Grilled Salmon Salad with Toasted Sesame Dressing

Grilled Salmon Salad with Toasted Sesame Dressing

I love the flavour of toasted sesame seeds – I sprinkle them on random dishes all the time and when it’s a choice between sesame seeds or no sesame seeds on bread, you know which option I’ll always choose. This recipe is great for lunch or a light dinner and usually I’ll make it ahead of time and just leave it in the refrigerator for when I need a quick meal.


150g skin on salmon fillet
120g continental cucumber, roughly chopped
90g green beans, trimmed
1 radish, thinnly sliced
1 tbsp olive oil


1.5 tbsp toasted black and white sesame seeds
1 tbsp rice vinegar
1 tbsp Greek yoghurt
2 tsp sesame oil
1 tsp soy suace + 1 tsp (optional)


Toasted black and white sesame seeds
1/4 nori sheet, sliced thinly
Bonito flakes


Bring a small pot of water to boil and cook beans in the water for 1-2 minutes till just tender. Drain well and set aside.

Place a non stick frying pan over medium heat and add 1 tbsp of olive oil into the pan. Rub a little salt onto both sides of the salmon fillet.Once the oil is hot, place the salmon fillet skin side down and pan fry for 3 minutes. Turn the fillet over and continue to cook for approximately another 3 minutes depending on the thickness of the fillet. The fillet should feel firm to touch when ready. Set the fillet aside and allow it to cool to room temperature.Remove the skin from the fillet and if the skin isn’t crispy, place it back in the frying pan over medium heat for a few extra minutes. Chop the skin into large pieces and set aside.

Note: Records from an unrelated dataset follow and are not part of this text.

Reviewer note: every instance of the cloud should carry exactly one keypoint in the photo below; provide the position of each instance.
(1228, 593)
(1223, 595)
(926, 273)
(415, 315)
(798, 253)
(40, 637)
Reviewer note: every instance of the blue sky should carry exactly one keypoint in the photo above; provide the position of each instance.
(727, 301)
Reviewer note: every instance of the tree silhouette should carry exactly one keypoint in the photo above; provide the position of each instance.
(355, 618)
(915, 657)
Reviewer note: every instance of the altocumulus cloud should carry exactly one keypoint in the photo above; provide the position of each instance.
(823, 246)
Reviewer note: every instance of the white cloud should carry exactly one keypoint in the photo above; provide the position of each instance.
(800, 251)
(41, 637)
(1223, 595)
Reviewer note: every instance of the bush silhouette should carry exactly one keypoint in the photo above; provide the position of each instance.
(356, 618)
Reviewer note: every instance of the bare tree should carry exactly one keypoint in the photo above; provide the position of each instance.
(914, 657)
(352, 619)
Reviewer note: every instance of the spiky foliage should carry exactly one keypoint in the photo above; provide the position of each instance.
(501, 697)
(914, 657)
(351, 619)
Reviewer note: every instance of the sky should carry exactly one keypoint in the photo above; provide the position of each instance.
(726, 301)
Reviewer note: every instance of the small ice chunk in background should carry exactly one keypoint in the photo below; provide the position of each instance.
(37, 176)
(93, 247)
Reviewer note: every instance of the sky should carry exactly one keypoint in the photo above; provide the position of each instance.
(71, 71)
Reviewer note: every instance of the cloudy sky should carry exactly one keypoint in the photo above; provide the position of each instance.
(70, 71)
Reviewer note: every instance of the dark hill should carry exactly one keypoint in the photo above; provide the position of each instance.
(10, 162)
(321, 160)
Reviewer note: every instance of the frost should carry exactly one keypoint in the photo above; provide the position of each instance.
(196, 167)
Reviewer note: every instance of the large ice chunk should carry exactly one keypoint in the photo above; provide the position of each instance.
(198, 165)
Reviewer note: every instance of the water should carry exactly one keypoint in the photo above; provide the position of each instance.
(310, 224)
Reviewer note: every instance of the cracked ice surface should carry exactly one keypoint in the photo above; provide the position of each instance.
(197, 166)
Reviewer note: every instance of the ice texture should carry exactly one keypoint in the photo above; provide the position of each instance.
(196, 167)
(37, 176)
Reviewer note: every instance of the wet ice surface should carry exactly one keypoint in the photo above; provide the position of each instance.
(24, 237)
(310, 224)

To make the dressing, place the toasted sesame seeds in a spice grinder or food processor and grind the sesame seeds till they form a fine powder.

Place the sesame seeds and the other dressing ingredients into a bowl and whisk till everything is well mixed, it may be necessary to add a teaspoon of water at a time till the right consistency is achieved. Taste and add extra soy sauce if needed.

To assemble the salad, break up the salmon fillet into large chunks and place into a shallow serving bowl alongside the vegetables and drizzle a few teaspoons of dressing over the salad. Lightly mix till everything is coated with the dressing and then scatter over the crispy salmon skin, toasted sesame seeds, shredded nori and bonito flakes.